As simple as it seems, our job was to play the game as beta testers - In the game, we would be randomly assigned to various "squadrons", made up of
5-10 people each. Each person was controlling what looked to be a similar robot on screen. You had a limited amount of ammo and guns, but these could
easily be picked up or bought throughout the game. What struck most of us as odd was that this wasn't a "robot vs robot" game, but rather robots vs
people; our missions would be posted randomly throughout the game, and most involved killing one of the members in the game list. With each kill, the
greater the skill level you gained. After our shift ended, we were free to roam about the place, play pool, swim, watch TV, etc.

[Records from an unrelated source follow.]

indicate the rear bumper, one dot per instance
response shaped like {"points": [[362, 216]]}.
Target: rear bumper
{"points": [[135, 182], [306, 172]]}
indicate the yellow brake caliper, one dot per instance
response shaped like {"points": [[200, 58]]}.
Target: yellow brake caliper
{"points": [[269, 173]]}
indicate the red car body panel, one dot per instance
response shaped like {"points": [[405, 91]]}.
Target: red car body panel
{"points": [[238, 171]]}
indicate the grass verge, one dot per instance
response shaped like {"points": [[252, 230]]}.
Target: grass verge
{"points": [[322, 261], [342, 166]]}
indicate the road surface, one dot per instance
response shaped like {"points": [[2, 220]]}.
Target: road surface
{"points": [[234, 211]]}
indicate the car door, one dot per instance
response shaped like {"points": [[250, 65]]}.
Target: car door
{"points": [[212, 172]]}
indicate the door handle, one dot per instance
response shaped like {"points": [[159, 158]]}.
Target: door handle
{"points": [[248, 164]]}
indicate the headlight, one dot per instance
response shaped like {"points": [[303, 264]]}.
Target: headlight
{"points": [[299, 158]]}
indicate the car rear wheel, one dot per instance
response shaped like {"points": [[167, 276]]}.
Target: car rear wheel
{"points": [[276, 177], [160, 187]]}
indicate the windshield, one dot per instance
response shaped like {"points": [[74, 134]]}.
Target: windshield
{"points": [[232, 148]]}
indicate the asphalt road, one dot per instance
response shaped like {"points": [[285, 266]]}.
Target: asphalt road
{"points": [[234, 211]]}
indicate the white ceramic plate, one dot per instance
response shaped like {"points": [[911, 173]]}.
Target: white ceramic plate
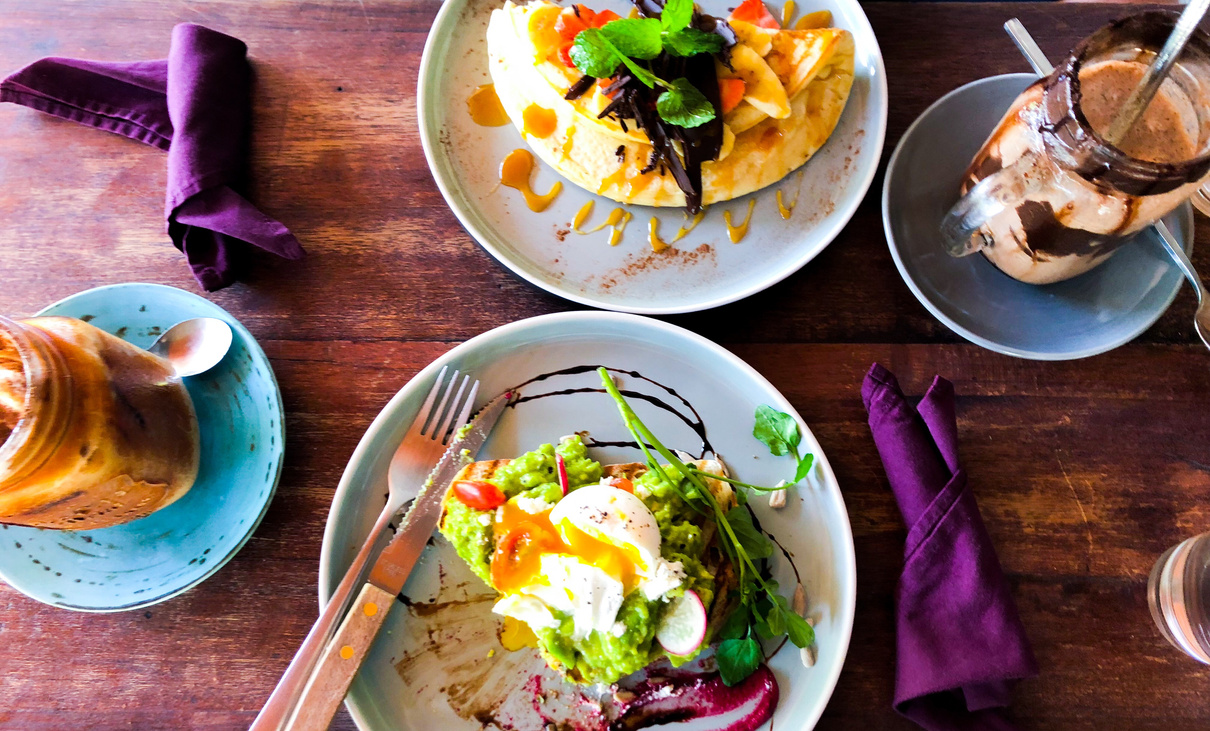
{"points": [[437, 661], [704, 269]]}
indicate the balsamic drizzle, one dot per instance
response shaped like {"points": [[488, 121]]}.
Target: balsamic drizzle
{"points": [[693, 422]]}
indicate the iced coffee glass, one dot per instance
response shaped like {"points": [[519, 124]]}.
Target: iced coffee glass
{"points": [[1047, 197], [93, 431]]}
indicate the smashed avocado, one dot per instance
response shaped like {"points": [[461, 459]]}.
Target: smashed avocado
{"points": [[600, 656]]}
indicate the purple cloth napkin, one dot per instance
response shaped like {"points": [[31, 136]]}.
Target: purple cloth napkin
{"points": [[194, 104], [960, 644]]}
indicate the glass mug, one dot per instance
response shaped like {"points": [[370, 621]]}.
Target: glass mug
{"points": [[1047, 199], [1179, 596], [93, 431]]}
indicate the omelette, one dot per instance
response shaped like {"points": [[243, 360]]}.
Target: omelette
{"points": [[776, 97], [593, 575]]}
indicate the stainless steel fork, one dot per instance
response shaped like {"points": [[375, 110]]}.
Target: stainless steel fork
{"points": [[420, 449]]}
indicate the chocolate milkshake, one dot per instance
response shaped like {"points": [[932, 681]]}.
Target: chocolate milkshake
{"points": [[1047, 197]]}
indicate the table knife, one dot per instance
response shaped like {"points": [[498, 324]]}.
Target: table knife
{"points": [[340, 660]]}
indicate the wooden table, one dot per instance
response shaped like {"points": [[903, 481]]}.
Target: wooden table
{"points": [[1084, 471]]}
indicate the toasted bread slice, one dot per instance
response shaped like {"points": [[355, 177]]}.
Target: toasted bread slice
{"points": [[714, 558]]}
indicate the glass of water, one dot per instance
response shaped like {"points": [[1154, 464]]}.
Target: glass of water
{"points": [[1179, 594]]}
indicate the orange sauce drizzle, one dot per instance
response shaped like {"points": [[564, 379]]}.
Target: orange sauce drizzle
{"points": [[787, 211], [539, 121], [581, 217], [736, 232], [566, 143], [657, 243], [484, 107], [617, 220], [516, 171], [684, 230]]}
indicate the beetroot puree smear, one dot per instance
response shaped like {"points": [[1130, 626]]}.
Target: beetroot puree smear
{"points": [[667, 698], [701, 696]]}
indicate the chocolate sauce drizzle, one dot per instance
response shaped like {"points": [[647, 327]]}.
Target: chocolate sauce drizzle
{"points": [[695, 421]]}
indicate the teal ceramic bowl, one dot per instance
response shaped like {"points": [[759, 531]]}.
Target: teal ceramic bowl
{"points": [[157, 557]]}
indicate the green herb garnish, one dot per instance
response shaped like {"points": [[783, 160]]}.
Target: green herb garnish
{"points": [[779, 432], [761, 610], [681, 104], [600, 51]]}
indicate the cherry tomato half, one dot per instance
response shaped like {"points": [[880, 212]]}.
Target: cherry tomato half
{"points": [[479, 495]]}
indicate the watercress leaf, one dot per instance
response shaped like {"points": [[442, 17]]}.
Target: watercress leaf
{"points": [[749, 537], [637, 38], [760, 619], [676, 15], [804, 467], [737, 658], [741, 495], [777, 430], [691, 41], [593, 55], [776, 620], [736, 625], [681, 104], [801, 633]]}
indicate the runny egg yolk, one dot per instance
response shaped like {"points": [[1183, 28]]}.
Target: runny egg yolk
{"points": [[522, 539]]}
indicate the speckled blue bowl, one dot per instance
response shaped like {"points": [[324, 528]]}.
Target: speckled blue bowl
{"points": [[157, 557]]}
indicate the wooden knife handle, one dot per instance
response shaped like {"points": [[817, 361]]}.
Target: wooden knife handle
{"points": [[340, 660]]}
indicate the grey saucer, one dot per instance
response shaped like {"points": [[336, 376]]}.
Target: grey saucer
{"points": [[1087, 315]]}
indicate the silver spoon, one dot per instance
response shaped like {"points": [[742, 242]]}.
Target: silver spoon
{"points": [[1042, 68], [195, 345]]}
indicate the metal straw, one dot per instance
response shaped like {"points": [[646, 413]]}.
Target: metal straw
{"points": [[1042, 68], [1136, 103]]}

My first couple weeks were easy - I managed to score several kills, and completed several missions. When I visited home, everyone would ask me how
awesome the job is, and I would only reply by showing off the latest item that I got to buy. Everyone had a reason to be happy, apart from me being
home: It was announced that the military, in the last recent weeks, was able to wipe out several of the terrorists that were plotting to bomb an
embassy. This news was treated especially well at the company for some reason, and all of our mentors seemed to be in better moods the longer we
The stuff hit the fan 6 months in - Some of us were starting to make connections where at first there was none. For example: Why were the mentors so
happy about the recent killings of terrorists and extremists? And, more importantly, why were these killings happening shortly after we completed one
of our missions? What caused me to leave, and never look back, was that I knew it wasn't a game, especially when my latest kill was displayed on the
news, the day after I completed that mission. This wasn't a game; we weren't beta testers at all (well, maybe not in a gaming sense). The reason we
were robots? Because we were controlling them. that's what the media didn't want the public to see - all of the soldiers on the battlefield had the
same face, eyes, and body.
They paid me off, of course, something about "national security" if I ever said anything (in that case, wonder why they didn't get in trouble when the
"game" was released as an online player game a few days ago). I guess there's one good thing about all this; no-one has to die, because robots &
drones are easy to replicate, and they don't have family.
This actually came about as a "brain fart" while I was trying to solve another problem at my work. Don't know how my problem pertained to war, but
this story is Dystopian enough for my liking. Hope you all enjoy.
And yes, this is a work of fiction; I never worked at such a company, nor does one exist to my knowledge.